Vosotros aquí y yo tranquilo. Un año, dos años, tres años, no problemas, ¿eh?
Si esperaba una respuesta, no obtuvo ninguna, lo que pareció irritarle. Respiró hondo y estalló en un arrebato de ira.
—¡Pero ahora sí problemas! ¡Vosotros un problema jodido!
En el más profundo silencio, se metió la mano en el bolsillo y sacó un pedazo de papel. Hasta las cigarras habrían entendido de qué se trataba.
—¡Vosotros hacer mapas! —gritó. No entendí lo que dijo a continuación porque una especie de martillazo me atronó los oídos.
—¿Para qué hacer esto? ¡Los mapas atraen a la gente! ¡Más gente aquí! ¡Más gente peligrosa para mí! ¡Y para vosotros, gilipollas! —Recuperó la calma tan repentinamente como había montado en cólera—. Bien —murmuró.
Dejó caer el papel al suelo, desenfundó su pistola y le disparó. No acertó el tiro, pero dio lo bastante cerca como para que el papel revoloteara en el aire. Me quedé sordo por segunda vez. El cañón de su pistola estaba a un palmo de mi cabeza.

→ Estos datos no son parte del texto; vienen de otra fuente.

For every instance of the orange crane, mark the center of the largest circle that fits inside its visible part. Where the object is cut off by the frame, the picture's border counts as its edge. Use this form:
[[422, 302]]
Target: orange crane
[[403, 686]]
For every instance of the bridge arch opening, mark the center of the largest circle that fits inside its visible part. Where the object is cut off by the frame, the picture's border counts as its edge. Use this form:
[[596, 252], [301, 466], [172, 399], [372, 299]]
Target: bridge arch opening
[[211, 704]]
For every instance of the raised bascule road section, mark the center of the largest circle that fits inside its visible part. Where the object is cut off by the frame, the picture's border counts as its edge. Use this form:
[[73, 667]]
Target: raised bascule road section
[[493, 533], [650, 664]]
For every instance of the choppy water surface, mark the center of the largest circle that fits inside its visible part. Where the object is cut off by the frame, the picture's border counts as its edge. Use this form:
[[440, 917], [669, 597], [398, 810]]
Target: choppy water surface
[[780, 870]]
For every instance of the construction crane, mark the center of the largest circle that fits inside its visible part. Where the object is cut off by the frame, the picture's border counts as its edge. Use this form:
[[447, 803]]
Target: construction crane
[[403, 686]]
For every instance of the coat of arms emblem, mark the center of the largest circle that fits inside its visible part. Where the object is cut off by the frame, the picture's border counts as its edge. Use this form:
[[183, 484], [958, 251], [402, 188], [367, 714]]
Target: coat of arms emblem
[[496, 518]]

Comenzaba a oír de nuevo cuando se puso a parlotear en un tono de voz espeluznante.
—Bien, amigos. Vosotros gustar mucho a mí. Un año, dos años, no problemas. Yo avisar. Siguiente vez matar a todos.

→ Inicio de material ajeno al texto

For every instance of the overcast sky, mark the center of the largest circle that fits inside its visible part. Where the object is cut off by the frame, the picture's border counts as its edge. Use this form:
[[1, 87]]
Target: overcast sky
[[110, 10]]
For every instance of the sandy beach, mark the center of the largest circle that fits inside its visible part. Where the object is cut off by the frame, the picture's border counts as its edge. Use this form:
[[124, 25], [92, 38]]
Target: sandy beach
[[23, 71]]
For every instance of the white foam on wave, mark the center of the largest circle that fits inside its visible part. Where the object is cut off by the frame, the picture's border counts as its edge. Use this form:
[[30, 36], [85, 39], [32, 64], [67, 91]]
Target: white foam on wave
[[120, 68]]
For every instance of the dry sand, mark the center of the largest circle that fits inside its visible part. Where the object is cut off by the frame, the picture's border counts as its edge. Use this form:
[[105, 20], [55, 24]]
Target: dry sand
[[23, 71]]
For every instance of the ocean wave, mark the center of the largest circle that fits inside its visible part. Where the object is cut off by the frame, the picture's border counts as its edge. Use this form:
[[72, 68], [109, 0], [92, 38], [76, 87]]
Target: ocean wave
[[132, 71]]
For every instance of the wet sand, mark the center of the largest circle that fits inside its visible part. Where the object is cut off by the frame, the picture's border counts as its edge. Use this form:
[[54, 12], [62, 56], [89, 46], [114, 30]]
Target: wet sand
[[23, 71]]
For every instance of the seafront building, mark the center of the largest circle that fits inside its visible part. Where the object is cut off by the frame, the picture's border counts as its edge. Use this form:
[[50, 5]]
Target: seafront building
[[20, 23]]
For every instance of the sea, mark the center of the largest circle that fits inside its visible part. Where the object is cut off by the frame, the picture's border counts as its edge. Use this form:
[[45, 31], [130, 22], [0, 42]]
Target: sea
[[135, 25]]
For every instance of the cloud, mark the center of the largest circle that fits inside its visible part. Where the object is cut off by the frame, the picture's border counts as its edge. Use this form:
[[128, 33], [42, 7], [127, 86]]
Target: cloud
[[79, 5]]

Tampoco conseguí entender muy bien esta última frase, porque el jefe subrayó sus palabras golpeándome con la pistola en la cabeza. Como intenté aguantar de pie, me arreó de nuevo, y consiguió que cayera de rodillas. Lo siguiente que recuerdo es que me tenía sujeto por la espalda de la camiseta.

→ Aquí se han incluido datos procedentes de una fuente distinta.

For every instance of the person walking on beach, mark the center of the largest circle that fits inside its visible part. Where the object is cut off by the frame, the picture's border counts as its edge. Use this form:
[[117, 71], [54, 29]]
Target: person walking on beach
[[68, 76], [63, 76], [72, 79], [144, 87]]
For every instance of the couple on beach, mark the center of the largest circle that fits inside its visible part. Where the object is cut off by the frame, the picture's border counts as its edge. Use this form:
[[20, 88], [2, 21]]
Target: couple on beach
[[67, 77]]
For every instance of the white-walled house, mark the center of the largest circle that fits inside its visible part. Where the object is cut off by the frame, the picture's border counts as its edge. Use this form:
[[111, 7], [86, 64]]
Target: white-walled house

—Un momento —farfullé como pude. Mi valentía se había esfumado. Estaba muerto de miedo. Me bastaba con lo que había probado para saber que no quería que me matara a palos—. Un momento, por favor.
Ni por ésas. Me golpeó con una fuerza increíble. Conservé la conciencia unos segundos, fija la mirada en sus zapatillas. Reeboks, como las del buscavidas de Ko Samui. Y después me desmayé.
Ignoro qué paso. Me acuerdo de algunas cosas, unos pasos, unos crujidos, unas voces ahogadas en tailandés, un par de patadas que me hicieron rodar por el suelo, pero son evocaciones incoherentes, arbitrarias y desconcertantes.
Cuando logré incorporarme y sostener mi peso, lo que debió de ser al cabo de unos diez minutos, por lo menos, el Vietcong había desaparecido. Comencé a arrastrarme hacia el emparrado, donde aún divisaba las borrosas siluetas de mis compañeros, y mientras lo hacía me pregunté, confuso, por qué me habían tomado como cabeza de turco. En cualquier caso, ¿por qué una cabeza de turco? Si no pensaban fusilarnos a todos, no me parecía nada correcto que me lo hubieran hecho pasar tan mal.